Page 284 : Angie entra dans la salle à manger en apportant le dessert et Ferguson contempla sa part de pudding au chocolat en se demandant pourquoi il n'existait pas une loi qui permettrait aux enfants de divorcer de leurs parents.

 

Page «312 : Mais ce que Hank et Frank n'ont pas compris c'est que le mariage change tout.
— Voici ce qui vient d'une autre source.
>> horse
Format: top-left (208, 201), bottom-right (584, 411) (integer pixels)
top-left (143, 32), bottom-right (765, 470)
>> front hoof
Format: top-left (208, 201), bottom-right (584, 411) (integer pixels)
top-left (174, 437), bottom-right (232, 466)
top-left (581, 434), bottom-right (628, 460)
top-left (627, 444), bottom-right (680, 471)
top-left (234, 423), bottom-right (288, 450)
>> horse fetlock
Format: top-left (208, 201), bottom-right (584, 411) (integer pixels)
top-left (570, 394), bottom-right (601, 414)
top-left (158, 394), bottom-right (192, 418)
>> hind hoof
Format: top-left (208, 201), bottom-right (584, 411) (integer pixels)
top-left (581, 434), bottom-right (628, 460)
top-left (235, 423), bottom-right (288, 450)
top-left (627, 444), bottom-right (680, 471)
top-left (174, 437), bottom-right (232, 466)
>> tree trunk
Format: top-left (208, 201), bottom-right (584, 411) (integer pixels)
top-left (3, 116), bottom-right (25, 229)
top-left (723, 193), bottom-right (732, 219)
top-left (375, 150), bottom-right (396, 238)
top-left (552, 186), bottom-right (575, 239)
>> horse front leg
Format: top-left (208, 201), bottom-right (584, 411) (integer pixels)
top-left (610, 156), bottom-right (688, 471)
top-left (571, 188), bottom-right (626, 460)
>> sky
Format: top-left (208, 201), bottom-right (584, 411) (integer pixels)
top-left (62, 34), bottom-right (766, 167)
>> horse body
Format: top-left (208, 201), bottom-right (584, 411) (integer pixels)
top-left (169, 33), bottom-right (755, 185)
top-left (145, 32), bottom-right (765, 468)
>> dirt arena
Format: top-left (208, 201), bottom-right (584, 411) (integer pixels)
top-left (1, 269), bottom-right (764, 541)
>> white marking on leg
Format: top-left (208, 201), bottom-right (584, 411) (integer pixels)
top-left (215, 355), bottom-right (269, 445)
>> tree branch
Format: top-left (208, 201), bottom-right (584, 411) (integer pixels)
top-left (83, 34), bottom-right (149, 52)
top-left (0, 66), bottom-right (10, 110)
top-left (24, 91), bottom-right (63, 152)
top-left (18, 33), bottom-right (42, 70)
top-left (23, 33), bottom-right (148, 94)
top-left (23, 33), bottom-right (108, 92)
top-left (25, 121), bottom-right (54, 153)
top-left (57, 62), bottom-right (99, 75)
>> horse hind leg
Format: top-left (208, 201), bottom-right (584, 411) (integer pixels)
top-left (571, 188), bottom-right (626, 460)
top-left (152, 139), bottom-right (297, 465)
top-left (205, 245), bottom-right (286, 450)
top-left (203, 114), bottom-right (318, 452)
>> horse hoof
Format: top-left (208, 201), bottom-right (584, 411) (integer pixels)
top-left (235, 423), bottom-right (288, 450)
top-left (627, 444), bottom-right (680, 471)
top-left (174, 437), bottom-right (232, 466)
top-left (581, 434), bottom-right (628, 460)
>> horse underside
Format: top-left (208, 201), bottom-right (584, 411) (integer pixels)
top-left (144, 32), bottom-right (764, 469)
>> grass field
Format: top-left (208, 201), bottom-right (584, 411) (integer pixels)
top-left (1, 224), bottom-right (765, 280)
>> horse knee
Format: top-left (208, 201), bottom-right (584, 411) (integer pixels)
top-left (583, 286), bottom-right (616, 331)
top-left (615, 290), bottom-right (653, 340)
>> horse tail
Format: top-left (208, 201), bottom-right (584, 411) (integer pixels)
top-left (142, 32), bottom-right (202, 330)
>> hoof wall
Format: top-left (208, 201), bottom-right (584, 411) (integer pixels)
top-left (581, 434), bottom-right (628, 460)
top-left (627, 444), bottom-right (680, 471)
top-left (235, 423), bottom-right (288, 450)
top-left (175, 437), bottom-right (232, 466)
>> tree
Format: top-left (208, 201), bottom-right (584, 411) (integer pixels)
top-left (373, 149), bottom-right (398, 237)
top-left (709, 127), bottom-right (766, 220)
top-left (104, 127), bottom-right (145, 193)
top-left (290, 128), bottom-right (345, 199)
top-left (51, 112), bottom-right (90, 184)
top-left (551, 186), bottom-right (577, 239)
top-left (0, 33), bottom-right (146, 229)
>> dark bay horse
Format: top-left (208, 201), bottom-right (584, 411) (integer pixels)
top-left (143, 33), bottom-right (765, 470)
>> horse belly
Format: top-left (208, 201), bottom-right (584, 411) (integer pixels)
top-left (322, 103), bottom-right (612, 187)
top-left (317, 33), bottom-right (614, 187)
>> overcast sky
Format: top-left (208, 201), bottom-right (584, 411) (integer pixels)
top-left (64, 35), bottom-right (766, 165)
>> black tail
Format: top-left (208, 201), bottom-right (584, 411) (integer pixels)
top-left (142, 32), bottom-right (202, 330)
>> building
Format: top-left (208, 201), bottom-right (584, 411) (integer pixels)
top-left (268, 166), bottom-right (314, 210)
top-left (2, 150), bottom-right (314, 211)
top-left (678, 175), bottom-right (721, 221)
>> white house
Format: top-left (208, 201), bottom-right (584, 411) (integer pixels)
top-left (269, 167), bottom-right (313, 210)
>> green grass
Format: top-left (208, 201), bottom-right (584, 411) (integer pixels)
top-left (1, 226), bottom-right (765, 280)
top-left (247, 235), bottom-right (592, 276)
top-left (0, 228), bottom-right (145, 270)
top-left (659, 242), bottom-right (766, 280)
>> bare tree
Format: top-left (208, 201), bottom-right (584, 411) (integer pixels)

Il ,n'est pas seulement question de deux personnes qui décident de vivre ensemble, c'est le début d'une longue lutte qui oppose la volonté d'un partenaire à celle de l'autre, et même si le mari semble souvent avoir le dessus, c'est la femme qui choisit à la fin.

 

Page 721 : Depuis qu'il était petit, depuis que son moi de petit garçon avait compris qu'il était une créature de transition, destinée à grandir et à devenir un homme, il s'était dit qu'il deviendrait père un jour, qu'il finirait par engendrer des petits Ferguson qui grandiraient et deviendraient à leur tour des hommes ou des femmes, c'était un rêve éveillé qu'il avait toujours tenu pour acquis comme un avenir certain parce que c'était ainsi que marchait le monde, les petits devenaient grands puis à leur tour mettaient au monde d'autres petits et quand on avait l'âge de le faire c'est ce qu'on faisait. Même aujourd'hui pour ce philosophe de dix-neuf ans désabusé et partisan de livres obscurs, c'était une chose qu'il continuait à attendre avec un grand plaisir.